One of the landmark achievements of President Goodluck Jonathan was the Treasury Single Account policy which was started in February 2015. Its full implementation came in September 2015 by the current administration. This process has reportedly helped save over N3tn. Dr Ibe Kachikwu’s Petroleum Resources Ministry has also reportedly saved N1.4tn since removing the subsidy on petrol. By year-end 2015, the Customs mopped up almost N1tn from duties and levies. In the month of August this year alone, it generated N95bn. If there had been no vanguards put in place against vagabondage in government, the funds would have crept into bank accounts of corrupt government officials instead of finding their way into the nation’s treasury to revive Nigeria’s dying economy. It’s gratifying to know that major conduits of corruption have been blocked; acknowledging, however, that the mission is far from being accomplished.
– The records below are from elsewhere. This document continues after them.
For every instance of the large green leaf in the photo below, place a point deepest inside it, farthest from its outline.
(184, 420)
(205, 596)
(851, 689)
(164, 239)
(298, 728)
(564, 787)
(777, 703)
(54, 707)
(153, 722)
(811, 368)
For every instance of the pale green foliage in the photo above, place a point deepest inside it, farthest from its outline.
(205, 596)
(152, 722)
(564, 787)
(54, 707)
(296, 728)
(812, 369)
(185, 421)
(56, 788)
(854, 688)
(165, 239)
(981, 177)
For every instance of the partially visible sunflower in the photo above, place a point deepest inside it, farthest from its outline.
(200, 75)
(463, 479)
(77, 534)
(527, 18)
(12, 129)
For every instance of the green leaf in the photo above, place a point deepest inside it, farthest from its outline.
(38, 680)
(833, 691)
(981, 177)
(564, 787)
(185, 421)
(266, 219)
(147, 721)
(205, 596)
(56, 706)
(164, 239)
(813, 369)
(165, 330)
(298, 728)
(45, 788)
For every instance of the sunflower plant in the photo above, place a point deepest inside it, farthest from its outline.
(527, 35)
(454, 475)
Can Buhari fight, kill and bury corruption in Nigeria? If I bragged and blustered with audacity in the affirmative, then you should know that I have a 100-mile Chinese bridge to sell to you in Imesi-Ile, my home-town. Governments work with human beings. In Nigeria, a chunk of people in government business speak the corruption language. That’s why many of them signed up; and that’s all they know. Men, by nature, are corrupt; but other men by determination should strive to stop them.

The world’s perception of an incorruptible character is Buhari’s glowing asset and pedigree. But when raging stories of corrupt practices swirl in his government and he is cold quiet, we ask why? If Buhari does not address the N500,000m MTN cumshaw scandal against a very close and powerful member of his inner kitchen cabinet; the $1.5m Dubai bling brouhaha of his Chief of Army Staff, Tukur Buratai; and Minister of Internal Affairs, Abdulrahman Dambazau’s cozy real-estate deal in Boston, he will soon have no legs to stand on in the fight against corruption. In wars between nations, if fight strategies are not fair, they are called war crimes. Corruption fights that focus on “Peter” but question not “Paul”’s questionable business activities are nothing but “war crimes”. It is a whack on the fighter’s character and a smudge on his integrity.

Times are tough and roads are rough for millions of Nigerians. But I believe that the foundation for a better tomorrow is gradually being laid. The originalists of term-limits during the American Revolution knew that no government could record a significant size of accomplishment in less than four years. That’s why the presidency in most parts of the world is set at four years or more.

Nigeria is all of our fathers’ property; and we are rebuilding together. If Buhari drops the ball on the economy and more people are dying of hunger; if there are still wailings and gnashing of the teeth in the land and no visible end in sight to the misery, 2019 is only a few hours away, my friends. My verdict? Crucifying Buhari; foul play or fair game? It’s foul, and it’s fair!